Haven't read all the deets, but good news in general, (I think)...........


The first fallout from Europe's data privacy law

As Europe's sweeping new GDPR privacy law went into effect on Friday, it triggered multi-billion dollar lawsuits, the shuttering of news websites overseas and a crash in the European market for programmatic (automated) ads.

Why it matters:
There hasn't been any indication that enforcement will actually be that stringent — in fact, policymakers have indicated they'll be more lenient in the beginning that businesses realize — but ominous press coverage built up over many months and the fear of heavy penalties has so far been enough to rattle the industry, according to Axios' Sara Fischer.

The latest:


  • Some U.S. news outlets have gone dark in Europe: News publishers — many of which were linked to newspaper holding group Tronc, like The Chicago Tribune and The Los Angeles Times — shut down access to their websites from Europe on Friday.
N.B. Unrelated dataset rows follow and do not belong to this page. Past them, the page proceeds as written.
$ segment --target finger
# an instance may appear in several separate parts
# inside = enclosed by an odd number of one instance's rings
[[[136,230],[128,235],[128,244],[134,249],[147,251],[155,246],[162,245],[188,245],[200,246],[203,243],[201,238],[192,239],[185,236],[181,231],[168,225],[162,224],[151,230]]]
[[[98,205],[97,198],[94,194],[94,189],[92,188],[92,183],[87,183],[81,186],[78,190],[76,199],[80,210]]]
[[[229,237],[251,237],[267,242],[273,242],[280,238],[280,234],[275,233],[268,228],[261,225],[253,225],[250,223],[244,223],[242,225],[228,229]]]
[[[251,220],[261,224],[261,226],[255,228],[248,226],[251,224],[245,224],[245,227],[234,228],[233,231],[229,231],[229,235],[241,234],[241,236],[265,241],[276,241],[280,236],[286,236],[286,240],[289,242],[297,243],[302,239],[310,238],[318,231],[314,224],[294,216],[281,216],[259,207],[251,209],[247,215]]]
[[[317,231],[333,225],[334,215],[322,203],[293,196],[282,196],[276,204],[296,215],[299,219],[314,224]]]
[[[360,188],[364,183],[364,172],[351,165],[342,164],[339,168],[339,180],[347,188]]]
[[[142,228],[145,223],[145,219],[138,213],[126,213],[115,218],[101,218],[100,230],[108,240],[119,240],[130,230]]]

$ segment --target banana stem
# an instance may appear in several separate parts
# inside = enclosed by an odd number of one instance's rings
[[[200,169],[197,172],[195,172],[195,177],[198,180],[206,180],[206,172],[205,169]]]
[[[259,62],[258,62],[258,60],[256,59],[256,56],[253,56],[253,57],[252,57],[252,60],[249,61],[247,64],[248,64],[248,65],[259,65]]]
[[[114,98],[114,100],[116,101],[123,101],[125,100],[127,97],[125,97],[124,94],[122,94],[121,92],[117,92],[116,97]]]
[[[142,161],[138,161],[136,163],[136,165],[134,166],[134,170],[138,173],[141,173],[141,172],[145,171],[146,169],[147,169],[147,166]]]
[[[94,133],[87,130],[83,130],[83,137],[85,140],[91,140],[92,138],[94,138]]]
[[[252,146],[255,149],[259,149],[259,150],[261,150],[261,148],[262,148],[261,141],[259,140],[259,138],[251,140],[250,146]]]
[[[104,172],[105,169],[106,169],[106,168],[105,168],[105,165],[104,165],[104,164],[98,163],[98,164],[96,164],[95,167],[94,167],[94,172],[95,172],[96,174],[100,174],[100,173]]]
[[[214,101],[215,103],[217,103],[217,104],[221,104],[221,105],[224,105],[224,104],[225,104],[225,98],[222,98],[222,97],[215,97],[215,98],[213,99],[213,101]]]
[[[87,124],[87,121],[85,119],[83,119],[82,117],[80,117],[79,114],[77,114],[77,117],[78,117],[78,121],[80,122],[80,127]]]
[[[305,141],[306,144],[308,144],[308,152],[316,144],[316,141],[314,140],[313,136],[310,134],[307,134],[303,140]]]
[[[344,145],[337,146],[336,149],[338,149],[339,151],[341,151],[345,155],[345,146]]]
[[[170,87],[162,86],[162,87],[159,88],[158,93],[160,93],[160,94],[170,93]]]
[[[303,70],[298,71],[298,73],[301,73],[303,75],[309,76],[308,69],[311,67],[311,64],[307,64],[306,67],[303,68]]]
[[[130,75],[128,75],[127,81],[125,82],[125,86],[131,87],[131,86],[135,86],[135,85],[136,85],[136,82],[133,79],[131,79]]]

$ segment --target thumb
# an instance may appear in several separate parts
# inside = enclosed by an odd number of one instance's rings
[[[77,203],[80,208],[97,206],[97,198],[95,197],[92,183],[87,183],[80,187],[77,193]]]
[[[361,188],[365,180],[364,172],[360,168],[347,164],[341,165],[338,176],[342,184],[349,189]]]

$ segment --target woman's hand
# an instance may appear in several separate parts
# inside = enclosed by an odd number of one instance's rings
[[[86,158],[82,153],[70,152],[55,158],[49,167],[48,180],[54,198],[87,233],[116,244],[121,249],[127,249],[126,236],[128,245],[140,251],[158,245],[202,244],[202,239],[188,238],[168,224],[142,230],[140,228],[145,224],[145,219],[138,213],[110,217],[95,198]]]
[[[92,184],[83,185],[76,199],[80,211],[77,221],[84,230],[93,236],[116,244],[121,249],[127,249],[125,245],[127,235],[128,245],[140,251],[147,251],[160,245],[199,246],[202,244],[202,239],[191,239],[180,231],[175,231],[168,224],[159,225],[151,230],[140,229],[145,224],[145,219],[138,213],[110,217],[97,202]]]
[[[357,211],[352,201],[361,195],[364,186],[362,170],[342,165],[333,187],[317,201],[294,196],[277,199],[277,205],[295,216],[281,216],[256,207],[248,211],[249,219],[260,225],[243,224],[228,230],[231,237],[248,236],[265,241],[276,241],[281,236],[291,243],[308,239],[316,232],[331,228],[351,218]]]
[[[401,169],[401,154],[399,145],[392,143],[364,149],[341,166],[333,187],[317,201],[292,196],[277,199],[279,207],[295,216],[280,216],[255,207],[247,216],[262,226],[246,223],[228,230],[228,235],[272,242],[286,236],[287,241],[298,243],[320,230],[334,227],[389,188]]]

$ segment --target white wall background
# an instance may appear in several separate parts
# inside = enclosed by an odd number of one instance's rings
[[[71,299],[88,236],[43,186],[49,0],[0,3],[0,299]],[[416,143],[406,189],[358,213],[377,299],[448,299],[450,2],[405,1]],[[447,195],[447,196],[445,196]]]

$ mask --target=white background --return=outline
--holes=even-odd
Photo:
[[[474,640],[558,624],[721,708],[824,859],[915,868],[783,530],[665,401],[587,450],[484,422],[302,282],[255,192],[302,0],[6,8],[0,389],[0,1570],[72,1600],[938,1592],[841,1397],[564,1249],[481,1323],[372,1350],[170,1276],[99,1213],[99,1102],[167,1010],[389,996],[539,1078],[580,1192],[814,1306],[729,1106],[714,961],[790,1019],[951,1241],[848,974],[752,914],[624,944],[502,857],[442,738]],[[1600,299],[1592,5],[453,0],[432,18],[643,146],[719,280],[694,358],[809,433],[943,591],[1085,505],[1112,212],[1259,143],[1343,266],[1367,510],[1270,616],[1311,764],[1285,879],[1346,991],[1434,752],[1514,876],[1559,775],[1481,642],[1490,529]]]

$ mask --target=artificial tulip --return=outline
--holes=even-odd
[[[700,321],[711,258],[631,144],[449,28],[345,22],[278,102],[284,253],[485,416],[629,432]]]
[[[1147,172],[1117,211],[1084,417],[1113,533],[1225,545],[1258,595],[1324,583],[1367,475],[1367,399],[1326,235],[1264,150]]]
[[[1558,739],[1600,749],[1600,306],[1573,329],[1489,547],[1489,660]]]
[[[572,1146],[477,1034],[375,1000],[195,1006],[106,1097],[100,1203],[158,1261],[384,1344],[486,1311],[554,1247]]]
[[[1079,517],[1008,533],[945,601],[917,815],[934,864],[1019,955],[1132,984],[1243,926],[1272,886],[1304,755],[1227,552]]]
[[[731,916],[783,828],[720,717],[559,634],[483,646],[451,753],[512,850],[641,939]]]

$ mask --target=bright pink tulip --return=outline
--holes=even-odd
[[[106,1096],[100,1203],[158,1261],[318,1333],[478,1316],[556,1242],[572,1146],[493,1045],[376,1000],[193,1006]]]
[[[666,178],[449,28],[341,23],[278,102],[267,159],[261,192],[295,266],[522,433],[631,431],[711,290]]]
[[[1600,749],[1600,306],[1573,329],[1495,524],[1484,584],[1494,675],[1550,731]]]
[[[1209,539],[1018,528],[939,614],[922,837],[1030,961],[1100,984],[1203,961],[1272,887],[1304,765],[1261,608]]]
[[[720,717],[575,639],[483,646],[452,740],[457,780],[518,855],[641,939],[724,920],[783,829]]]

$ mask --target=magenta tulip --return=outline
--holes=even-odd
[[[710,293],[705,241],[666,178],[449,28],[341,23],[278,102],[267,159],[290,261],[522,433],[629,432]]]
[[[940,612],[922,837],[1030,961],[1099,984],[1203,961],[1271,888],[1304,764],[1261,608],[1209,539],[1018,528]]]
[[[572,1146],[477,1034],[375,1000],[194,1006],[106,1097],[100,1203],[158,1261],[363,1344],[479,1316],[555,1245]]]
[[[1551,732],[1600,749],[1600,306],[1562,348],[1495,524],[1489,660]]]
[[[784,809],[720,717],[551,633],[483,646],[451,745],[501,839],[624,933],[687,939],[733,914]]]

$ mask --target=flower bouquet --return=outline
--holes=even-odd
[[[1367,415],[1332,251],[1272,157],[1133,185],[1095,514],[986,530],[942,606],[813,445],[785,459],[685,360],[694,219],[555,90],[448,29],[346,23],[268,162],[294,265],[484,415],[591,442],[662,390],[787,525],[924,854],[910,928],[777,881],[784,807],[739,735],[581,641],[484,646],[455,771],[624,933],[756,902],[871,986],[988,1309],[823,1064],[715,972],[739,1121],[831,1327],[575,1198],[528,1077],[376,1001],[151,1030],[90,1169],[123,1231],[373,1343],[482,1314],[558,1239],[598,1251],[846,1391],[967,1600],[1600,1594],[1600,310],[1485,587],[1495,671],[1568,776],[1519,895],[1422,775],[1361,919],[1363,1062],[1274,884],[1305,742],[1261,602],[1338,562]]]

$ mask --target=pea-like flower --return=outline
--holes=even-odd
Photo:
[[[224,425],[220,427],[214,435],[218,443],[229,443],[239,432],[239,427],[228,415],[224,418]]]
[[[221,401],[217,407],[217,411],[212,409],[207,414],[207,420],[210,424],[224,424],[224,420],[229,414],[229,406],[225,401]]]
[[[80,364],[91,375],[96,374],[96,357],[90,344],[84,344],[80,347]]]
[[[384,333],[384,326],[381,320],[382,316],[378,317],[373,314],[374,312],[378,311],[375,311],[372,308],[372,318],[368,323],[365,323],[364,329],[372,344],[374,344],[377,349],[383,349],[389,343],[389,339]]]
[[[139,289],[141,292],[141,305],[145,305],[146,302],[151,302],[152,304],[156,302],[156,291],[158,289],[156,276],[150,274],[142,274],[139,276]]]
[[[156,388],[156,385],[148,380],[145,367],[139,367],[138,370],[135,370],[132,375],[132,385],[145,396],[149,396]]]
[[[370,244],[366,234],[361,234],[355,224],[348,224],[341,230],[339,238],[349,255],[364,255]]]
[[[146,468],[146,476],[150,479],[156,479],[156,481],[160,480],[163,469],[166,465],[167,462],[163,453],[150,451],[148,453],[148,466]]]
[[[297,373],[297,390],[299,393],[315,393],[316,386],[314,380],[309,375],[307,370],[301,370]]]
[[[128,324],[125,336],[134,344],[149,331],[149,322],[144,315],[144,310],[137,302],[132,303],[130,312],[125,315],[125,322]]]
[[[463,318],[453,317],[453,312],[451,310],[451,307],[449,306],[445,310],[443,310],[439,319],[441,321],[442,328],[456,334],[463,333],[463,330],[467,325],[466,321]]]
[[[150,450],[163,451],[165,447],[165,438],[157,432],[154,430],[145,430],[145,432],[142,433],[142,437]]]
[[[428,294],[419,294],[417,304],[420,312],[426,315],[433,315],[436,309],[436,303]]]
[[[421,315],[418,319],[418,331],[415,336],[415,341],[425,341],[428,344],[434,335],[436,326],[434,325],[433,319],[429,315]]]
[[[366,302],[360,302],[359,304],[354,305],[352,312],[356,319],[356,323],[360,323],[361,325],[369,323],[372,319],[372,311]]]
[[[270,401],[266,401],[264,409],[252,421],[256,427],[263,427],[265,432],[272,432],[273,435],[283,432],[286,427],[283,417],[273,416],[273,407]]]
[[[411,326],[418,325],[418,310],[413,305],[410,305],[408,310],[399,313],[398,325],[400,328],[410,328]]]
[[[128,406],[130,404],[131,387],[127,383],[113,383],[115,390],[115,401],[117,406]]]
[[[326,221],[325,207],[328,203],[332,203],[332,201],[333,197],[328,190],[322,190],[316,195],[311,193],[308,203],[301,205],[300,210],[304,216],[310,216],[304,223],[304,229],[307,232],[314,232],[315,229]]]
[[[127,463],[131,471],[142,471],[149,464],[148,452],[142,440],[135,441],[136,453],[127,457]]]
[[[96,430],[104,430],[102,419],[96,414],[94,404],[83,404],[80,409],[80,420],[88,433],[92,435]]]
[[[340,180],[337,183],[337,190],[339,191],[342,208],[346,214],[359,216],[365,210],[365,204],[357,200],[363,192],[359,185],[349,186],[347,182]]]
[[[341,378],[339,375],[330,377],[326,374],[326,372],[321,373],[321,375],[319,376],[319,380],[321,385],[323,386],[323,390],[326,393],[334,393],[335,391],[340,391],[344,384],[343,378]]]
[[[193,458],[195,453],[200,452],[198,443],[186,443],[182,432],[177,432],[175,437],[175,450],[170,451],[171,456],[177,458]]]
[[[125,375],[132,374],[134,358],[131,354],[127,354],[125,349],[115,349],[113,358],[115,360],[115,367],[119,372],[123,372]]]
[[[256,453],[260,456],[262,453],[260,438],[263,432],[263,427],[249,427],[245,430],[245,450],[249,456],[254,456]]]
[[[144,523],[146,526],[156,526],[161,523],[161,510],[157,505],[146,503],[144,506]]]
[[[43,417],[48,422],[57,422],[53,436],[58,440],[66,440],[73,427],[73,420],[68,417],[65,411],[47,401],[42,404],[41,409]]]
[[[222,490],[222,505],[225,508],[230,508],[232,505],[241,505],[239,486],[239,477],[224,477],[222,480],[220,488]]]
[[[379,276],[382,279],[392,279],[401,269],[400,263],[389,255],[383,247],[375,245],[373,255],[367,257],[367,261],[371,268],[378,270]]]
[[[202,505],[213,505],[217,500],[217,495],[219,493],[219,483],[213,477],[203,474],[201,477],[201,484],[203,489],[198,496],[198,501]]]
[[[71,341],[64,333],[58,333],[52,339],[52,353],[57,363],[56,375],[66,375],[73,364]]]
As of Monday, those sites were still reportedly blocked.
  • New paywalls are launching in Europe: Other publishers, like The Washington Post, are adding EU-specific paywalls, that are ad-free and tracking-free, but are more expensive.
  • The tech giants are being hit with complaints: Google and Facebook, the two biggest data-driven advertising companies globally, were hit complaints filed by European privacy advocate Max Schrems just hours after GDPR went into effect. Potential penalties, Schrems argues, total up to €7 billion in total.
  • Programmatic ad buying has plummeted: Since the early hours of May 25, ad exchanges have seen European ad demand volumes plummet between 25 and 40 percent in some cases, sources tell Digiday. "Ad tech vendors scrambled to inform clients that they predict steep drops in demand coming through their platforms from Google."

Go deeper: Sara has more here.






The big picture: The panicked reaction to GDPR is significant because U.S.-based attempts to clean up the advertising industry have basically been ignored by marketers.



  • The Federal Trade Commission (FTC) has had native advertising guidelines around deception since 2015, but a lack of enforcement around the rules has caused many publishers to ignore them.


Be smart: Expect enforcement in the U.S. to become a bigger priority now that there has been a full turnover of the five Commissioner positions at the Federal Trade Commission, which enforces consumer protection standards.


  • Two former FTC Commissioners told Axios in March that they expect data privacy and security to be their top consumer protection priority.


What's next? Digital advertising giants are already lobbying the next mega European law, a new ePrivacy Regulation that protects the confidentiality of electronic communications.





Beware "Son of GDPR!" EU privacy czars are crafting something even stricter!
Source: European Commission











And in the US..........






Congress pushes patch for outdated email privacy law





Supporters hope this will finally be the year that the Email Privacy Act will become law. The draft legislation — which has passed the House twice before — would require authorities to get warrants before gathering evidence stored in the cloud, and it's included in the House versions of two must-pass bills announced over the past week.


Why it matters: You might expect that police would always need a warrant to search someone's web-based email archive, cloud-stored files or social media direct messages. In reality, that's not a sure thing.


A 1980s-vintage law known as the Electronic Communications Privacy Act (ECPA) actually gives law enforcement the right to seize files without judicial review if they have been stored on someone else's hard drive for more than 180 days. Courts have limited ECPA's reach, but the outdated rule is still on the books.


Background: That statute made more sense before people started putting all their information online and leaving it there.


  • Nearly all major online providers require a warrant for that data despite ECPA.
  • In 2010, a landmark Sixth Circuit federal court decision ruled it unconstitutional for law enforcement to conduct these searches without a warrant.
  • "The Fourth Amendment is very clear — if the federal government wants to access Americans’ digital content, it must get a warrant," said Rep. Kevin Yoder (R-Kansas), who co-wrote the bill with Rep. Jared Polis (D-Colo.). "It’s time our laws reflected that principle."


Why new legislation is needed: "The Sixth Circuit case technically only applies in the Sixth Circuit," said Tommy Ross, senior policy director at BSA, a software industry lobby. "It's important to codify what is already common practice."


But, but, but: Not all Federal agencies have the ability to obtain warrants. For a Security and Exchange Commission investigation, for example, ECPA is the only game in town. The new law would tie its hands.


Why now: The Email Privacy Act passed the House in 2016 and 2017, but failed in the Senate each time. Supporters think this time will be different.


  • The act is attached to two high-priority bills — the defense authorization bill and the finanancial services appropriations bill.
  • Ross is optimistic because there has been some ECPA reform already this year, including passage of the CLOUD Act that changed the process for international data warrants. The pending Supreme Court decision in Carpenter v. U.S., a case about whether law enforcement can access cell tower data without a warrant, also deals with ECPA.